When I was a young boy, I would go camping with my parents, older brother and younger sister. My mother would read a book aloud as my father drove the station wagon with the camping gear neatly stowed on top.
On one trip, mom read short stories by Sholom Aleichem. To this day, I recall her reading one story in particular, “A Yom Kippur Scandal,” fulfilling the words of our Shema, “Teach them [Jewish teachings] to your children, to discuss them, while you sit in your home, while you walk on the way, when you retire and when you arise.” I recently reread Sholom Aleichem’s stories, and wrestled to grasp the meaning of another Yom Kippur story, “The Day Before Yom Kippur.”
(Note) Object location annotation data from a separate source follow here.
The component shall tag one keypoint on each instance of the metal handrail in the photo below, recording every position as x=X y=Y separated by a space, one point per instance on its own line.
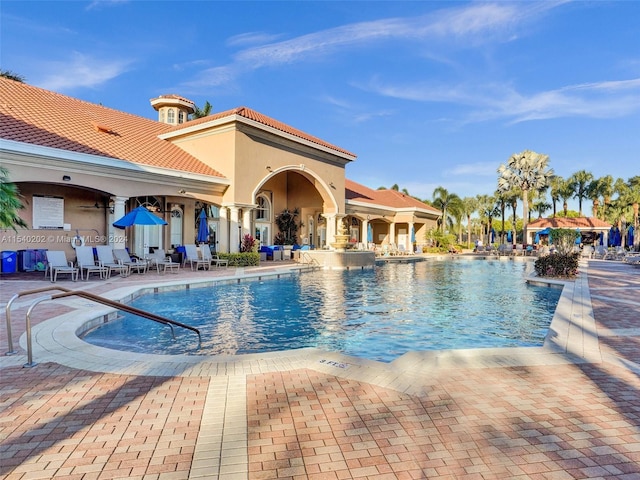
x=104 y=301
x=8 y=310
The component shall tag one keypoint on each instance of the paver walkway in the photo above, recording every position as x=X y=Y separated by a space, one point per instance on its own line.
x=315 y=419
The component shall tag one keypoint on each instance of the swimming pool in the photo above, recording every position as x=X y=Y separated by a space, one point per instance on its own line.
x=378 y=313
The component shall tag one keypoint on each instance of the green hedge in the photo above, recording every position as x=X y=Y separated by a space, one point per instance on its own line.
x=244 y=259
x=557 y=265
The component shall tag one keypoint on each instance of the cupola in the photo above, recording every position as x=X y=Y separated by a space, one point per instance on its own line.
x=173 y=109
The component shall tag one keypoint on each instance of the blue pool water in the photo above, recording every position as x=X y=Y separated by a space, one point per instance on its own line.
x=377 y=314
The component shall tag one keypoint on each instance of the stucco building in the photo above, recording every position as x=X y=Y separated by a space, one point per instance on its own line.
x=81 y=166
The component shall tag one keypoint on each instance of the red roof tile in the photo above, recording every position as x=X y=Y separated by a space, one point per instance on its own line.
x=264 y=120
x=561 y=222
x=390 y=198
x=32 y=115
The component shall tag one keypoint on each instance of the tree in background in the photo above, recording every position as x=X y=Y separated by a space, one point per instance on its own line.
x=527 y=171
x=442 y=199
x=469 y=205
x=580 y=182
x=9 y=203
x=205 y=111
x=12 y=76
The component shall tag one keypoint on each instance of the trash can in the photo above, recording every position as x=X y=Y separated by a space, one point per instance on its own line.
x=8 y=262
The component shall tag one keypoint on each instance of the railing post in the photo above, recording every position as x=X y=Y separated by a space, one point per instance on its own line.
x=8 y=315
x=30 y=362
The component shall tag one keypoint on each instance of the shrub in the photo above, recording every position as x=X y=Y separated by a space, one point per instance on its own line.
x=557 y=265
x=243 y=259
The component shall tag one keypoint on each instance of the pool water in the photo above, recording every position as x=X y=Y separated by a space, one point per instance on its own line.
x=378 y=314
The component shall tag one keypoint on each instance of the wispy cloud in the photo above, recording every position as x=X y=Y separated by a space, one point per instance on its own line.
x=468 y=25
x=81 y=71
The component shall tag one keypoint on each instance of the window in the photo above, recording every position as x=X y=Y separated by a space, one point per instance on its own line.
x=263 y=212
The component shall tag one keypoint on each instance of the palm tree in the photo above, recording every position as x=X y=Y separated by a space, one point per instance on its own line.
x=205 y=111
x=469 y=205
x=580 y=182
x=540 y=207
x=9 y=203
x=566 y=192
x=512 y=201
x=527 y=171
x=554 y=191
x=487 y=210
x=442 y=199
x=12 y=76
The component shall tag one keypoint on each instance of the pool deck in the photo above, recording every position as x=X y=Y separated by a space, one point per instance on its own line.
x=567 y=410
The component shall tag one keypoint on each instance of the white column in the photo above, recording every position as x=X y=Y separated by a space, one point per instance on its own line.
x=331 y=227
x=409 y=244
x=223 y=231
x=117 y=237
x=234 y=230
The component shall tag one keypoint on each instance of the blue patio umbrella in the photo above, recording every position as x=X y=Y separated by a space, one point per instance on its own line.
x=203 y=228
x=139 y=216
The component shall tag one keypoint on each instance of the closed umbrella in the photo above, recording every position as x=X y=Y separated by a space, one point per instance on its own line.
x=139 y=216
x=203 y=228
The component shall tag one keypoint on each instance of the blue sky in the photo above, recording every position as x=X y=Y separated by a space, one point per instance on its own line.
x=427 y=94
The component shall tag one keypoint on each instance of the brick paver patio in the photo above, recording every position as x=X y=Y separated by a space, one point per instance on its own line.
x=318 y=421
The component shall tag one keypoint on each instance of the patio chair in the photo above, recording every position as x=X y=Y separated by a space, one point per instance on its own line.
x=213 y=259
x=134 y=264
x=57 y=263
x=194 y=259
x=86 y=263
x=107 y=259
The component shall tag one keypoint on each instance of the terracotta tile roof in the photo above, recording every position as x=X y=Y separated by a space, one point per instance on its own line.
x=264 y=120
x=389 y=198
x=41 y=117
x=561 y=222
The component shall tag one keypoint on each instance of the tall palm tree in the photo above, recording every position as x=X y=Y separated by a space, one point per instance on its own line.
x=512 y=201
x=9 y=203
x=441 y=200
x=488 y=211
x=554 y=191
x=527 y=171
x=580 y=182
x=469 y=205
x=566 y=193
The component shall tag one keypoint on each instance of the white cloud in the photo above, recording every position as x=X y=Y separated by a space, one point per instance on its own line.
x=80 y=71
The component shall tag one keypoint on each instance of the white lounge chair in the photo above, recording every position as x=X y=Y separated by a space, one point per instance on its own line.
x=214 y=260
x=87 y=263
x=107 y=259
x=57 y=263
x=122 y=256
x=194 y=258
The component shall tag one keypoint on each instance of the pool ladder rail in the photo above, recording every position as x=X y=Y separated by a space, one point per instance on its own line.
x=89 y=296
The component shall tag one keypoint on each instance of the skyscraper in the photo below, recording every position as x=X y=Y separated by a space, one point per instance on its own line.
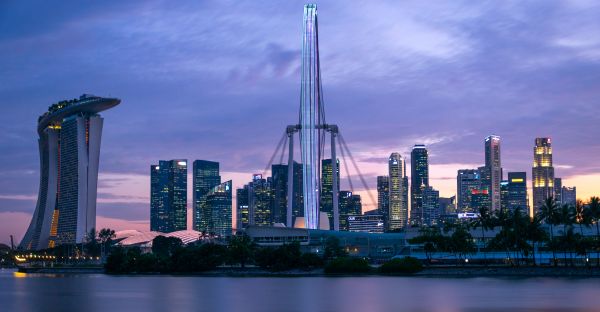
x=542 y=172
x=467 y=180
x=517 y=191
x=350 y=204
x=430 y=205
x=569 y=195
x=168 y=191
x=205 y=176
x=327 y=189
x=279 y=191
x=419 y=180
x=558 y=191
x=260 y=201
x=398 y=211
x=69 y=146
x=312 y=117
x=383 y=197
x=218 y=208
x=504 y=195
x=242 y=207
x=494 y=169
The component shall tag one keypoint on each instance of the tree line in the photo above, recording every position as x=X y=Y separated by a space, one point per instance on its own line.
x=554 y=228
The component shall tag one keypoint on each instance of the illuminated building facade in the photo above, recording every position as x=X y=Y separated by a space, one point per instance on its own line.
x=218 y=207
x=383 y=197
x=517 y=192
x=168 y=196
x=242 y=207
x=205 y=176
x=69 y=145
x=350 y=204
x=260 y=198
x=493 y=169
x=312 y=117
x=467 y=180
x=419 y=180
x=327 y=189
x=430 y=205
x=398 y=210
x=558 y=191
x=542 y=172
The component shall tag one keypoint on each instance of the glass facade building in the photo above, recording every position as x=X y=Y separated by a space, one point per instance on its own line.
x=419 y=180
x=350 y=204
x=218 y=206
x=69 y=146
x=205 y=176
x=383 y=197
x=517 y=191
x=467 y=180
x=542 y=172
x=398 y=210
x=327 y=188
x=168 y=196
x=493 y=168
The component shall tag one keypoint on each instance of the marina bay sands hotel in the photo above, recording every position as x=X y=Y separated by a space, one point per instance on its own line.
x=69 y=142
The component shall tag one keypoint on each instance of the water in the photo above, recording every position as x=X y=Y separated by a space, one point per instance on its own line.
x=27 y=292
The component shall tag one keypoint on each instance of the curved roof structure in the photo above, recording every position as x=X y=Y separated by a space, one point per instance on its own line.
x=134 y=237
x=85 y=104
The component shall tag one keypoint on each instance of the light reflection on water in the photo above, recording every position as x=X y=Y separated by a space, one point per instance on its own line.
x=27 y=292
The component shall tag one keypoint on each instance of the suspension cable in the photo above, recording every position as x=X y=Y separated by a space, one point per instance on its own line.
x=279 y=145
x=345 y=163
x=362 y=178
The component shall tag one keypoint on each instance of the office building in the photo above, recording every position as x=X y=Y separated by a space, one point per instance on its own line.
x=479 y=199
x=493 y=170
x=242 y=207
x=383 y=197
x=448 y=205
x=398 y=210
x=168 y=196
x=350 y=204
x=467 y=181
x=327 y=188
x=431 y=205
x=367 y=223
x=517 y=191
x=69 y=147
x=504 y=195
x=569 y=195
x=205 y=176
x=419 y=180
x=260 y=200
x=558 y=191
x=542 y=172
x=218 y=207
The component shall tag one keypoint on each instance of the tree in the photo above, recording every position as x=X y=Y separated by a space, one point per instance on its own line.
x=241 y=249
x=535 y=234
x=460 y=243
x=105 y=236
x=548 y=214
x=484 y=222
x=333 y=248
x=432 y=240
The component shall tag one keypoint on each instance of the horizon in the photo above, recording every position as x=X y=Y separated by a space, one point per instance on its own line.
x=224 y=88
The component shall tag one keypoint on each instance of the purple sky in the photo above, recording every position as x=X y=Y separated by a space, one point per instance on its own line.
x=220 y=81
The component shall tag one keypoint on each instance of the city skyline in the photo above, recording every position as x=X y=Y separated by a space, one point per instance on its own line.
x=452 y=144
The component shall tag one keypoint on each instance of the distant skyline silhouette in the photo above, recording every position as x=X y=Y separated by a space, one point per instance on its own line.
x=220 y=81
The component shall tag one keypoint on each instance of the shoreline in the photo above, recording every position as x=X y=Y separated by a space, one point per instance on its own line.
x=427 y=272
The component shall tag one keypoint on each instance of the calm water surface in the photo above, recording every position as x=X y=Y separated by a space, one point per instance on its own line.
x=31 y=292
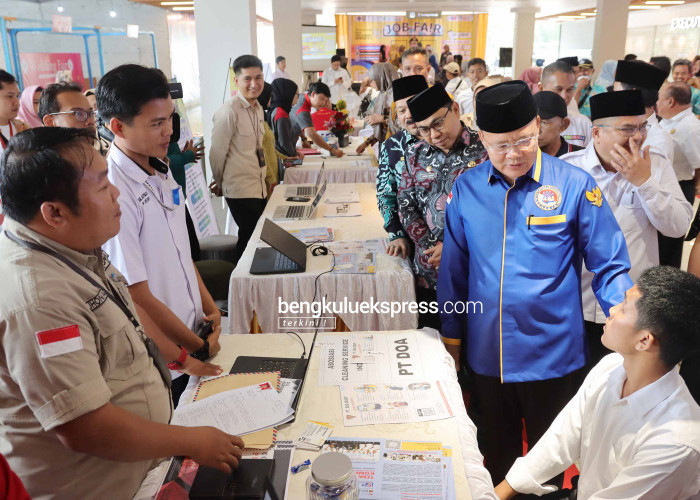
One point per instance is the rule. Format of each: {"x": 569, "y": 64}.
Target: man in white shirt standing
{"x": 674, "y": 106}
{"x": 236, "y": 156}
{"x": 633, "y": 428}
{"x": 648, "y": 79}
{"x": 456, "y": 84}
{"x": 560, "y": 78}
{"x": 638, "y": 184}
{"x": 337, "y": 79}
{"x": 281, "y": 63}
{"x": 152, "y": 248}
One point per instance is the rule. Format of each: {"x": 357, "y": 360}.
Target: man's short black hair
{"x": 683, "y": 62}
{"x": 34, "y": 170}
{"x": 412, "y": 51}
{"x": 320, "y": 88}
{"x": 669, "y": 308}
{"x": 649, "y": 96}
{"x": 680, "y": 91}
{"x": 6, "y": 77}
{"x": 557, "y": 67}
{"x": 123, "y": 91}
{"x": 246, "y": 61}
{"x": 662, "y": 62}
{"x": 48, "y": 102}
{"x": 475, "y": 61}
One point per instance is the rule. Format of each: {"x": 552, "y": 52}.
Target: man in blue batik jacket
{"x": 517, "y": 229}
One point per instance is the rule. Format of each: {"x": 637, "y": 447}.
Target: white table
{"x": 393, "y": 280}
{"x": 323, "y": 404}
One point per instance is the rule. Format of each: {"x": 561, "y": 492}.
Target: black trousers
{"x": 431, "y": 320}
{"x": 498, "y": 410}
{"x": 671, "y": 249}
{"x": 245, "y": 212}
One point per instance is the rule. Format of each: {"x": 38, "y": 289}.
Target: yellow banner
{"x": 465, "y": 34}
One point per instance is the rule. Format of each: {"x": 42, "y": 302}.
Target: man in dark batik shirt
{"x": 432, "y": 166}
{"x": 391, "y": 162}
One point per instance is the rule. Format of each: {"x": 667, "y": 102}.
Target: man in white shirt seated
{"x": 337, "y": 79}
{"x": 560, "y": 77}
{"x": 633, "y": 427}
{"x": 640, "y": 186}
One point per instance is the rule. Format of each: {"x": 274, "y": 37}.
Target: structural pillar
{"x": 286, "y": 18}
{"x": 523, "y": 38}
{"x": 610, "y": 36}
{"x": 225, "y": 29}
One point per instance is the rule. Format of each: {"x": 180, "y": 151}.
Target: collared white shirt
{"x": 238, "y": 131}
{"x": 466, "y": 101}
{"x": 152, "y": 244}
{"x": 684, "y": 129}
{"x": 457, "y": 86}
{"x": 579, "y": 131}
{"x": 646, "y": 445}
{"x": 657, "y": 205}
{"x": 659, "y": 140}
{"x": 338, "y": 90}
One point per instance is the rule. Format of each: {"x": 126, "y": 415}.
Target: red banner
{"x": 42, "y": 68}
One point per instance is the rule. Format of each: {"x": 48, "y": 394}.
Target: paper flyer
{"x": 367, "y": 404}
{"x": 395, "y": 469}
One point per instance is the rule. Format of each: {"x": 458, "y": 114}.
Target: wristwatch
{"x": 203, "y": 353}
{"x": 180, "y": 361}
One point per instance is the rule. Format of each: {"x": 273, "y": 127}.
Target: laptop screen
{"x": 283, "y": 242}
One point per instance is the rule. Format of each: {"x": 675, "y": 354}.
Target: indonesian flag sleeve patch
{"x": 59, "y": 341}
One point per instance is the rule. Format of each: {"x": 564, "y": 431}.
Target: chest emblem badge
{"x": 595, "y": 197}
{"x": 547, "y": 197}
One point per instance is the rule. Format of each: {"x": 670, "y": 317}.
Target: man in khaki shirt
{"x": 83, "y": 405}
{"x": 236, "y": 154}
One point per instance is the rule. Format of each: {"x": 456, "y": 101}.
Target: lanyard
{"x": 151, "y": 347}
{"x": 3, "y": 139}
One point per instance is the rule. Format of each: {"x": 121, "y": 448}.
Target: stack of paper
{"x": 314, "y": 435}
{"x": 313, "y": 234}
{"x": 238, "y": 411}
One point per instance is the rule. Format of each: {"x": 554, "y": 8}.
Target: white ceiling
{"x": 547, "y": 7}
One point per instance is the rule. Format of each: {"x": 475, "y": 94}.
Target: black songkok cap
{"x": 571, "y": 61}
{"x": 426, "y": 103}
{"x": 621, "y": 103}
{"x": 550, "y": 104}
{"x": 408, "y": 86}
{"x": 505, "y": 107}
{"x": 640, "y": 74}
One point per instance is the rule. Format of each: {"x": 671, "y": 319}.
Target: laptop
{"x": 299, "y": 212}
{"x": 286, "y": 254}
{"x": 306, "y": 190}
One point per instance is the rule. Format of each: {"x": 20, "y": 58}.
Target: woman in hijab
{"x": 29, "y": 105}
{"x": 531, "y": 76}
{"x": 379, "y": 111}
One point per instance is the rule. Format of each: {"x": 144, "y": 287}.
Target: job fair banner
{"x": 464, "y": 33}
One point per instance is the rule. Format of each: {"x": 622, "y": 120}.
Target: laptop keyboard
{"x": 295, "y": 211}
{"x": 283, "y": 263}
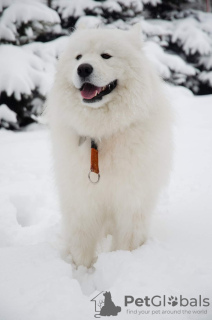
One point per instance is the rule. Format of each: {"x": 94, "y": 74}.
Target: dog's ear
{"x": 88, "y": 22}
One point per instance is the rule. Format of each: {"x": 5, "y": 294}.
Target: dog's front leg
{"x": 131, "y": 230}
{"x": 81, "y": 238}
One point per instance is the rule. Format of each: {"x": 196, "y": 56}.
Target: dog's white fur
{"x": 132, "y": 126}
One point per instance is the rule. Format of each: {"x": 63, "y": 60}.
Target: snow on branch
{"x": 190, "y": 36}
{"x": 19, "y": 13}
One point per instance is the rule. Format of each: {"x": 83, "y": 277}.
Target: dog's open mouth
{"x": 91, "y": 93}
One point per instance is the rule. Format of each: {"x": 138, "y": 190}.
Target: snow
{"x": 73, "y": 8}
{"x": 189, "y": 34}
{"x": 35, "y": 68}
{"x": 206, "y": 77}
{"x": 18, "y": 13}
{"x": 7, "y": 114}
{"x": 36, "y": 284}
{"x": 164, "y": 62}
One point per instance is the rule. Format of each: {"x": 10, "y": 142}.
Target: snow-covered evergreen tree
{"x": 178, "y": 36}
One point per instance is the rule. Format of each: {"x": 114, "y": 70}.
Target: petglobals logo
{"x": 104, "y": 305}
{"x": 164, "y": 301}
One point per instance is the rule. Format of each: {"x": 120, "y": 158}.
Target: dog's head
{"x": 103, "y": 82}
{"x": 99, "y": 62}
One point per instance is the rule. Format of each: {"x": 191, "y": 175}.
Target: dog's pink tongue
{"x": 89, "y": 91}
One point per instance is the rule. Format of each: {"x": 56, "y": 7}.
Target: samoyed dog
{"x": 107, "y": 96}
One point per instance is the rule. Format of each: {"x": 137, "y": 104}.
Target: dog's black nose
{"x": 84, "y": 70}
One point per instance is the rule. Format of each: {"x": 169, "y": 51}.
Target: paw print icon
{"x": 173, "y": 301}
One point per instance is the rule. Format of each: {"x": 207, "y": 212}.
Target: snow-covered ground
{"x": 36, "y": 284}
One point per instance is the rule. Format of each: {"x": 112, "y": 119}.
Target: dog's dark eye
{"x": 105, "y": 56}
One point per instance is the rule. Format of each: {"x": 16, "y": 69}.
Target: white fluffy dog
{"x": 106, "y": 91}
The plot revolves around a butcher and a fish seller who act terribly toward their customers throughout the year. On the eve of Yom Kippur, they ask forgiveness of the townspeople, who reciprocate by inviting the butcher and the fish seller into their homes for a bite to eat.
You may think the theme of this story is hypocrisy — if a person behaves terribly all year, how does seeking forgiveness one day a year atone for that behavior? I believe, however, that what Sholom Aleichem meant to convey is that life is hard. It is very difficult to work and earn a living, day after day, in order to survive and provide for one’s family. The two protagonists behaved as they did not out of hypocrisy but as part of the struggle to survive. I hope we can all remember that message this year as we approach Yom Kippur, especially if anyone has the courage to ask for our forgiveness.
Steven Freedman is a writer of short stories and novels.